A Coding Implementation of an Advanced Tool-Using AI Agent with Semantic Kernel and Gemini

On this tutorial, we construct a sophisticated AI agent utilizing Semantic Kernel mixed with Google’s Gemini free mannequin, and we run it seamlessly on Google Colab. We begin by wiring Semantic Kernel plugins as instruments, like internet search, math analysis, file I/O, and note-taking, after which let Gemini orchestrate them by way of structured JSON outputs. We see the agent plan, name instruments, course of observations, and ship a remaining reply. Try the FULL CODES here.

Copy Code

!pip -q set up semantic-kernel google-generativeai duckduckgo-search wealthy


import os, re, json, time, math, textwrap, getpass, pathlib, typing as T
from wealthy import print
import google.generativeai as genai
from duckduckgo_search import DDGS


GEMINI_API_KEY = os.getenv("GEMINI_API_KEY") or getpass.getpass(" Enter GEMINI_API_KEY: ")
genai.configure(api_key=GEMINI_API_KEY)
GEMINI_MODEL = "gemini-1.5-flash"
mannequin = genai.GenerativeModel(GEMINI_MODEL)

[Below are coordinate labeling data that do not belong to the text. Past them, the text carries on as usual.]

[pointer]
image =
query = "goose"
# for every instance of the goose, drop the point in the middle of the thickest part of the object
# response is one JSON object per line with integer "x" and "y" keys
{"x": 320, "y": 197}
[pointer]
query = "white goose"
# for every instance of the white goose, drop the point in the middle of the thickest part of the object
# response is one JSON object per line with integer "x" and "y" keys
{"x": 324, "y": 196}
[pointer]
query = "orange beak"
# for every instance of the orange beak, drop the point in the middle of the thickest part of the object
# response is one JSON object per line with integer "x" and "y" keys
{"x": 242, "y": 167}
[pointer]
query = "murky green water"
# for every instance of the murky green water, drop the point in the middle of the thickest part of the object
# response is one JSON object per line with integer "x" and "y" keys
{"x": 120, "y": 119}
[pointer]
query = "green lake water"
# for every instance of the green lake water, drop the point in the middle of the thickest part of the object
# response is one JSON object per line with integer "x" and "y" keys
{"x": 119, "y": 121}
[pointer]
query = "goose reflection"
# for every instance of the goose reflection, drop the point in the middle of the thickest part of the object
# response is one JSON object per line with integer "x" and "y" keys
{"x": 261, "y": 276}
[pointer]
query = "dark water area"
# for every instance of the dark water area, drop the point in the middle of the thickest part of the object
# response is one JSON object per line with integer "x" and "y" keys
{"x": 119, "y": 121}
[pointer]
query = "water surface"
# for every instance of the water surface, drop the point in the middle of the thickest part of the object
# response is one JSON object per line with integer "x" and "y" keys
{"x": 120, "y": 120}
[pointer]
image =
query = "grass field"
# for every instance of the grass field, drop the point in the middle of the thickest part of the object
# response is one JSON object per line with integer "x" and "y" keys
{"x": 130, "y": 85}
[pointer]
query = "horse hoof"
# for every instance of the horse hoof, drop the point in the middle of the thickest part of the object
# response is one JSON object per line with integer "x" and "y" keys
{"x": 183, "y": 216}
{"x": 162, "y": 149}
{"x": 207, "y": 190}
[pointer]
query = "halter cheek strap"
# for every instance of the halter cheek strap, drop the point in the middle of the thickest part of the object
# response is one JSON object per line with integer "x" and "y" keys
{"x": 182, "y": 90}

import semantic_kernel as sk
attempt:
   from semantic_kernel.capabilities import kernel_function
besides Exception:
   from semantic_kernel.utils.function_decorator import kernel_function

We start by putting in the libraries and importing important modules, together with Semantic Kernel, Gemini, and DuckDuckGo search. We arrange our Gemini API key and mannequin to generate responses, and we put together Semantic Kernel’s kernel_function to register our customized instruments. Try the FULL CODES here.

Copy Code

class AgentTools:
   """Semantic Kernel-native toolset the agent can name."""


   def __init__(self):
       self._notes: checklist[str] = []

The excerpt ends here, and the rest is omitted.